Universitas Negeri Semarang (Unnes) mengadakan Sarasehan Selasa Legen ke-57, (26/1), dengan mendatangkan pembicara sepuh abdi keraton, KPAT Ribut Carito Dipuro. Praktisi Budaya sekaligus pengajar karawitan di berbagai kelompok karawitan ini secara gamblang mengulas Serat Wulangreh karya agung zaman Sri Susuhunan Pakubuwana IV.
Kali ini, slasa legen mengangkat tema Piwulangan Sajroning Tembang. Secara bertahap, Ribut menyampaikan kandungan makna Serat Wulangreh dihadapan para budayawan, dosen maupun mahasiswa Unnes yang menyempatkan hadir. Menggunakan pendekatan persuasif, budayawan ini mengajak tim karawitan Sekar Domas Unnes untuk ikut menembangkan tembang dalam setiap pupuh-nya. Salah satunya Desi, ia menembangkan empat pada atau bait dalam pupuh Kinanthi dengan disisipi penjelasan atas makna oleh pembicara utama ini. Tembang yang juga disampaikan oleh Indrawan Nur Cahyono (karyawan Unnes) dan Titis Sembodo (budayawan RRI) pun juga tidak luput dari pembahasan beliau.
Serat Kinanthi yang memuat pengertian atas olah kalbu dan tindak tutur dalam kehidupan yang disampaikan dalam istilah lakuning aurip disampaikan secara mudah agar mampu diterima oleh generasi masa kini. Atas perkembangan masalah yang harus dihadapi manusia, mawas diri dalam mengolah rasa merupakan solusi yang ditawarkan. Bahkan dalam lelucon atas penggubahan lirik atau cakepan tembang, ia sempat menggubah diksi ‘dudu bandha dudu rupa’ yang tersirat dalam pada Asmaradana menjadi ‘perlu bandha prelu rupa’. Maksudnya, dalam perkembangan kekinian, bandha (harta) dan rupa (wajah) yang tidak urgen untuk menentukan pasangan hidup tidak mesti berlaku pada masa ini. Unsur tersebut bahkan perlu ada dan perlu dipertimbangkan. Sajian ini ternyata menarik perhatian para mahasiswa yang pasti masih dalam masa pencarian pasangan hidup.
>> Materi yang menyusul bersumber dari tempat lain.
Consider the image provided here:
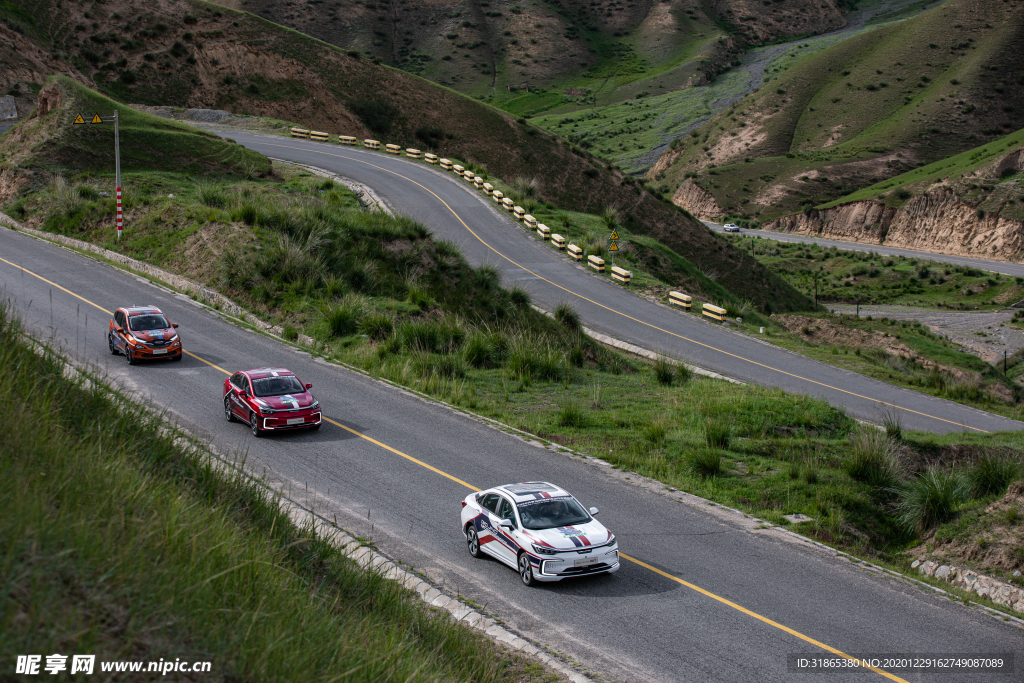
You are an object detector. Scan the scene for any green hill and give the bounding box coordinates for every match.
[0,0,813,313]
[649,0,1024,222]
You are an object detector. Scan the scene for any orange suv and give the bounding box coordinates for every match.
[107,305,183,364]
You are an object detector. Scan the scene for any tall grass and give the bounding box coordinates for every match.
[554,301,581,332]
[687,447,723,478]
[895,467,967,532]
[844,428,904,489]
[704,417,732,449]
[48,174,83,216]
[0,306,521,683]
[966,451,1022,498]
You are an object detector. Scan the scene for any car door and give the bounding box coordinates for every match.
[229,373,250,419]
[474,493,505,561]
[491,496,520,567]
[114,311,127,351]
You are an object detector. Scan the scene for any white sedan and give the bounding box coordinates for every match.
[723,223,740,232]
[461,482,619,586]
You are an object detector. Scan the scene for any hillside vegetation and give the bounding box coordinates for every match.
[0,0,813,314]
[650,0,1024,222]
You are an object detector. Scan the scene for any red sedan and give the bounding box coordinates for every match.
[223,367,322,437]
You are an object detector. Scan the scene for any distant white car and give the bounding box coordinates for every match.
[460,482,619,586]
[723,223,740,232]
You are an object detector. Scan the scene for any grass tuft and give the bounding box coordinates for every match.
[966,451,1021,498]
[895,467,967,532]
[703,418,732,450]
[687,447,723,478]
[845,428,904,489]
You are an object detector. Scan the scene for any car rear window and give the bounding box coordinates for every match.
[517,497,591,530]
[129,314,170,331]
[251,375,305,397]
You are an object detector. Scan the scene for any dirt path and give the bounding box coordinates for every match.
[829,303,1024,364]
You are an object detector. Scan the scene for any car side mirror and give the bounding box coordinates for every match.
[116,327,125,334]
[305,383,313,389]
[589,507,599,516]
[499,519,514,530]
[172,323,179,329]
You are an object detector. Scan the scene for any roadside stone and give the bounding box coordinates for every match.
[935,565,951,580]
[422,588,441,603]
[1015,570,1022,577]
[449,604,472,621]
[911,559,920,569]
[463,611,483,628]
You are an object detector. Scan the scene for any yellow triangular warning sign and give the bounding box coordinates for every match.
[609,241,619,251]
[610,230,619,240]
[91,113,103,124]
[73,114,86,125]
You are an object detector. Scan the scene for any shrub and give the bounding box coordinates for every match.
[704,418,732,450]
[882,409,904,442]
[196,182,226,208]
[360,312,394,341]
[534,345,565,381]
[688,447,722,477]
[554,302,580,331]
[845,428,903,489]
[558,401,587,428]
[281,323,299,342]
[398,319,439,353]
[463,330,496,368]
[351,98,399,135]
[966,451,1021,498]
[508,286,531,309]
[653,356,675,386]
[321,299,363,337]
[895,467,967,531]
[49,175,83,216]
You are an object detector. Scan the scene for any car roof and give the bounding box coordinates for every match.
[122,305,165,315]
[494,482,571,502]
[241,368,295,380]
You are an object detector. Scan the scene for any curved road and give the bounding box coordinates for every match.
[706,223,1024,279]
[223,133,1021,435]
[2,217,1022,682]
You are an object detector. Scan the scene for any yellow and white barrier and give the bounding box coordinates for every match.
[611,266,631,284]
[425,153,438,164]
[386,143,401,154]
[493,190,504,204]
[338,135,357,145]
[474,176,483,189]
[568,243,583,261]
[483,182,494,196]
[440,158,453,171]
[669,291,692,311]
[551,233,565,250]
[453,164,464,176]
[525,214,538,229]
[588,255,605,272]
[364,139,381,150]
[290,127,310,138]
[460,169,472,182]
[702,303,727,323]
[406,148,422,159]
[310,130,329,141]
[537,224,550,240]
[513,206,525,221]
[502,197,515,212]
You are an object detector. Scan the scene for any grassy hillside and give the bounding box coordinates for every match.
[649,0,1024,221]
[0,76,269,175]
[0,6,814,315]
[817,126,1024,219]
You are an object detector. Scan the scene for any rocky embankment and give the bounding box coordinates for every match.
[764,188,1024,262]
[671,179,724,220]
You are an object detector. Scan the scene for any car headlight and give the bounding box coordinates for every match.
[170,334,179,342]
[261,407,276,415]
[532,544,557,556]
[606,534,615,545]
[310,399,319,409]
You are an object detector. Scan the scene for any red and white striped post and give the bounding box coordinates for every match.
[114,110,122,238]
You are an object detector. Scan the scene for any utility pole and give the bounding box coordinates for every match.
[114,110,122,239]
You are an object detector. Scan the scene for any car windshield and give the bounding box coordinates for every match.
[129,314,170,331]
[517,497,591,530]
[251,375,305,397]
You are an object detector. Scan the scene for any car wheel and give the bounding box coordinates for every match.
[108,333,118,355]
[250,411,264,438]
[466,525,483,559]
[125,345,136,365]
[518,553,537,587]
[224,396,236,422]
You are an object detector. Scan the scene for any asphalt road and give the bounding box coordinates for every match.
[705,223,1024,279]
[219,133,1022,435]
[3,205,1023,682]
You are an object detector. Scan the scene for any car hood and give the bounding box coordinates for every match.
[132,328,175,342]
[252,392,314,410]
[522,519,612,551]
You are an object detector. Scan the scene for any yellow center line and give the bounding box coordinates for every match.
[252,141,987,434]
[0,251,907,682]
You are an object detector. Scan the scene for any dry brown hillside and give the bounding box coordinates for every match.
[712,0,846,43]
[0,0,812,312]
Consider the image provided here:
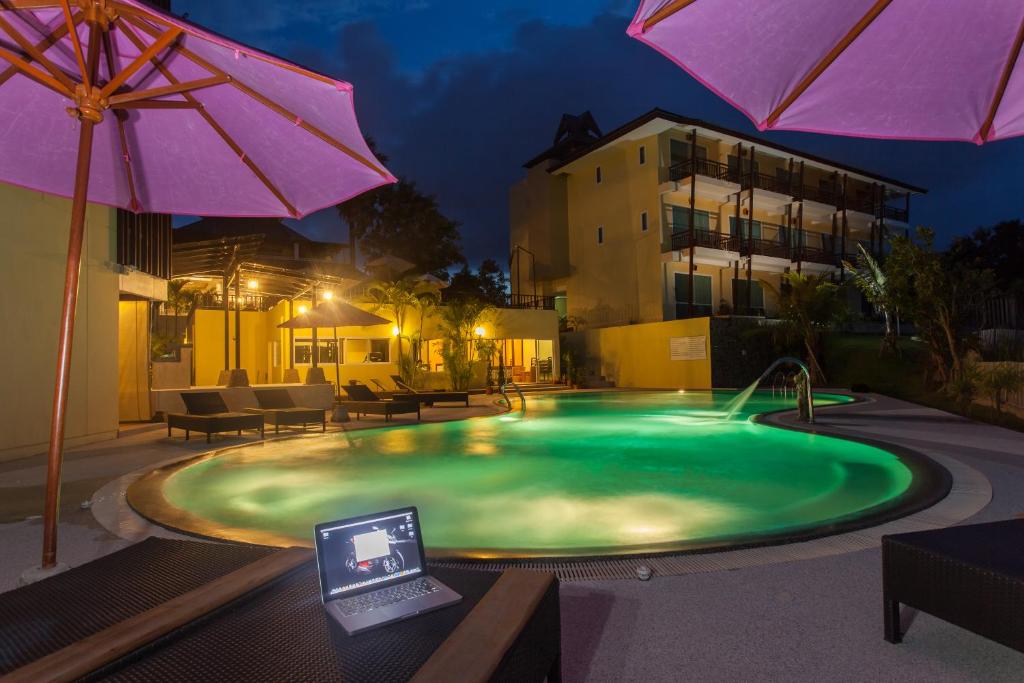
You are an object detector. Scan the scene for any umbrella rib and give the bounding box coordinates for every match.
[0,14,76,91]
[0,10,80,88]
[978,15,1024,142]
[121,13,390,180]
[196,105,300,217]
[99,26,181,99]
[116,20,298,217]
[102,29,140,212]
[106,74,228,105]
[765,0,893,129]
[641,0,701,32]
[0,43,72,95]
[58,0,88,91]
Paparan materi yang disampaikan kurang lebih satu jam ini dilanjutkan dengan sesi diskusi. Antusiasme hadirin dalam wujud pertanyaan cukup membanjiri sesi ini. Berbagai pertanyaan dan saran yang disampaikan para dosen dan budayawan menjadikan bahasan piwulang dalam tembang Wulangreh ini menjadi lebih mendalam. Salah satu bahasan juga disampaikan oleh Nyi Anjang Mas Rumiati, dalang perempuan sekaligus budayawan asal Jakarta. Selain itu, sejumlah penanya seperti Widodo Brotosejati, Sayuti Anggara, Jayus, Burhanudin, maupun Warseno dari RRI juga turut mempertajam pembahasan.
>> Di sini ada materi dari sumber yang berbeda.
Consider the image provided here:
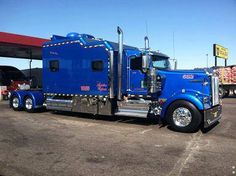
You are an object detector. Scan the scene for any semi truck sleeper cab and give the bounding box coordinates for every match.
[10,27,222,132]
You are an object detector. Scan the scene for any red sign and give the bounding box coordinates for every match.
[97,82,107,91]
[81,86,90,91]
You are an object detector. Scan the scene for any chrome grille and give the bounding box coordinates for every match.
[211,75,220,106]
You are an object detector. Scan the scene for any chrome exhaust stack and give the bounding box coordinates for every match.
[117,26,123,100]
[143,36,158,94]
[144,36,149,51]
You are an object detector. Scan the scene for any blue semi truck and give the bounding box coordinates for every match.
[10,27,222,132]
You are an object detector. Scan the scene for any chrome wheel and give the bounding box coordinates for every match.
[172,107,192,127]
[12,97,19,108]
[25,98,33,110]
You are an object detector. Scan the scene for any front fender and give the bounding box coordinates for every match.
[160,93,204,119]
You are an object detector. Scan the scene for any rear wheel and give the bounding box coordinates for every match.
[219,87,225,98]
[219,87,229,98]
[224,89,229,97]
[11,96,22,111]
[166,100,202,133]
[24,97,35,113]
[233,89,236,96]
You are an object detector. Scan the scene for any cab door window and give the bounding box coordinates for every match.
[130,57,142,70]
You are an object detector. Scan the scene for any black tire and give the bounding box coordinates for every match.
[219,87,229,98]
[166,100,202,133]
[233,89,236,96]
[219,87,225,99]
[224,89,229,97]
[24,96,35,113]
[11,96,22,111]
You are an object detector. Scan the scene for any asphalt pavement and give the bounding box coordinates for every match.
[0,98,235,176]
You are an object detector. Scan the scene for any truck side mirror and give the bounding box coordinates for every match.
[142,55,149,72]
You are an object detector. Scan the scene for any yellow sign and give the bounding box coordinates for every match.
[213,44,228,59]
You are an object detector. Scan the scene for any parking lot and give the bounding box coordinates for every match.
[0,98,235,176]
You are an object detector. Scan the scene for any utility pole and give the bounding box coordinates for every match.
[206,54,209,68]
[173,32,175,60]
[29,49,32,79]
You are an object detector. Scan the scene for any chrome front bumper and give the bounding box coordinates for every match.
[204,105,222,128]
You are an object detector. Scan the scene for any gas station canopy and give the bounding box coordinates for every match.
[0,32,49,60]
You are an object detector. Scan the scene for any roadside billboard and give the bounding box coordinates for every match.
[213,44,228,60]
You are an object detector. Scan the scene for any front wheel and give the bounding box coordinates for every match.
[166,100,202,133]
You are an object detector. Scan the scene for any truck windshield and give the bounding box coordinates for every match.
[151,56,170,70]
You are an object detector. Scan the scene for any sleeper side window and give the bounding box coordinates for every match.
[91,60,104,71]
[49,60,59,72]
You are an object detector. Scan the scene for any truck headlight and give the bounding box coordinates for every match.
[203,96,209,103]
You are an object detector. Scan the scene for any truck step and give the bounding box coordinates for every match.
[116,99,150,118]
[46,98,73,111]
[117,99,150,111]
[115,108,148,118]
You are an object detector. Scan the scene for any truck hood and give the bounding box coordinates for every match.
[156,68,211,103]
[157,69,210,82]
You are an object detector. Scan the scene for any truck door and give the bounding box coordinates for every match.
[128,56,147,95]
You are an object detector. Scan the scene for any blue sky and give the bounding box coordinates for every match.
[0,0,236,69]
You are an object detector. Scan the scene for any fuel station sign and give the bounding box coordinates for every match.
[213,44,228,59]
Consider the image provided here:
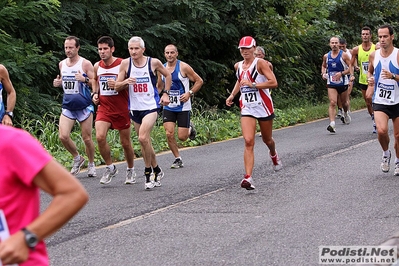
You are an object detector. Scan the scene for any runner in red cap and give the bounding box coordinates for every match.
[226,36,282,190]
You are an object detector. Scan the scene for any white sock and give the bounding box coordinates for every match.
[383,150,390,157]
[330,121,335,127]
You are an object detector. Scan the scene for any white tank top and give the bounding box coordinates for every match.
[127,57,160,111]
[372,48,399,105]
[236,58,274,118]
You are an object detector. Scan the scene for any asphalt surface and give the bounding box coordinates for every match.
[42,109,399,266]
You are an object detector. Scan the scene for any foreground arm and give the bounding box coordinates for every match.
[114,59,131,92]
[0,160,89,265]
[226,63,240,107]
[351,46,360,72]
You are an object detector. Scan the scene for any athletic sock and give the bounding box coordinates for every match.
[144,167,152,182]
[153,165,161,174]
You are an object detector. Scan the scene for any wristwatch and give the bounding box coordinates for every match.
[22,228,39,249]
[252,82,256,89]
[189,90,194,96]
[162,89,170,95]
[5,111,13,119]
[392,73,396,80]
[84,77,90,84]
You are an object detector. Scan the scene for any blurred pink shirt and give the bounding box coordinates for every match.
[0,126,52,266]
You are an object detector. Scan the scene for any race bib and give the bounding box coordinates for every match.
[361,61,369,73]
[328,71,343,84]
[62,76,79,95]
[376,82,395,104]
[242,87,260,107]
[133,77,150,94]
[168,90,181,108]
[99,76,118,96]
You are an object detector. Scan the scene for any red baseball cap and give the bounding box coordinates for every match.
[238,36,256,48]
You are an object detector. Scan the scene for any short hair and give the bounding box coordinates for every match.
[362,26,372,34]
[339,38,346,45]
[256,46,265,55]
[379,24,394,36]
[65,36,80,47]
[165,44,178,52]
[128,36,145,48]
[97,36,114,48]
[330,36,339,43]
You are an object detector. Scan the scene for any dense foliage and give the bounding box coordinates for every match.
[1,0,399,128]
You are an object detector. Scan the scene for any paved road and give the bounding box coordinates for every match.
[43,109,399,266]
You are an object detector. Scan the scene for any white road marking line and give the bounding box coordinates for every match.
[103,187,226,230]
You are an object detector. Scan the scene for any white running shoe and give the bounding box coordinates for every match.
[395,163,399,176]
[100,166,118,184]
[154,169,164,187]
[171,158,184,169]
[344,112,351,124]
[145,173,155,189]
[381,151,391,173]
[145,181,155,190]
[241,175,255,190]
[336,108,343,118]
[125,169,136,184]
[70,156,85,176]
[88,164,97,177]
[154,180,162,187]
[327,124,336,133]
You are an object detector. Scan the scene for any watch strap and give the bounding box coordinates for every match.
[5,112,13,119]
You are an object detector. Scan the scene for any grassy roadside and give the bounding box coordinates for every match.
[23,96,367,167]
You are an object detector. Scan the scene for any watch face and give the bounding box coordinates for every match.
[23,229,38,248]
[27,235,38,246]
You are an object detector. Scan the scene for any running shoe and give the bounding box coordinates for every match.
[125,169,137,184]
[344,112,351,124]
[189,121,197,140]
[241,175,255,190]
[145,181,155,189]
[154,169,164,187]
[171,158,184,169]
[70,155,85,176]
[381,151,391,173]
[336,108,343,118]
[395,163,399,176]
[327,124,336,133]
[145,173,155,190]
[88,164,97,177]
[270,152,282,171]
[100,166,117,184]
Acara yang juga dimeriahkan oleh sajian tembang macapat, geguritan, dan tari yang disajikan para mahasiswa UKM Kesenian Jawa Unnes mejadikan acara ini menjadi cukup meriah. Menurut Ribut, sajian tiga Jam yang dimulai pukul 20.00 wib ini menurut pembicara juga sebagai wujud tanggung jawab generasi tua dalam rangka pewarisan budaya kepada generasi penerus berikutnya. Harapan yang disampaikan oleh pembicara utama, “kula bombong kalyan para adhek-adhek mahasiswa Unnes ingkang taksih kersa ngrengkuh budaya Jawi. Sokur bage kadherekaken para pangarsa Unnes.” Pada prinsipnya, beliau mengajak seluruh elemen Unnes pada khususnya turut serta mendampingi dan melaksanakan pelestarian budaya Jawa secara bersama-sama.
Terdengar suara rendah, pelan, dan sayup: seandainya acara ini diinformasikan sehari atau dua hari sebelum kegiatan dilaksanakan sekaligus mengingatkan bagi yang lupa, terkait narasumber dan temanya yang menarik seperti tadi malam, mungkin akan lebih banyak lagi pecinta budaya jawa yang adi luhung itu. Insya Allah.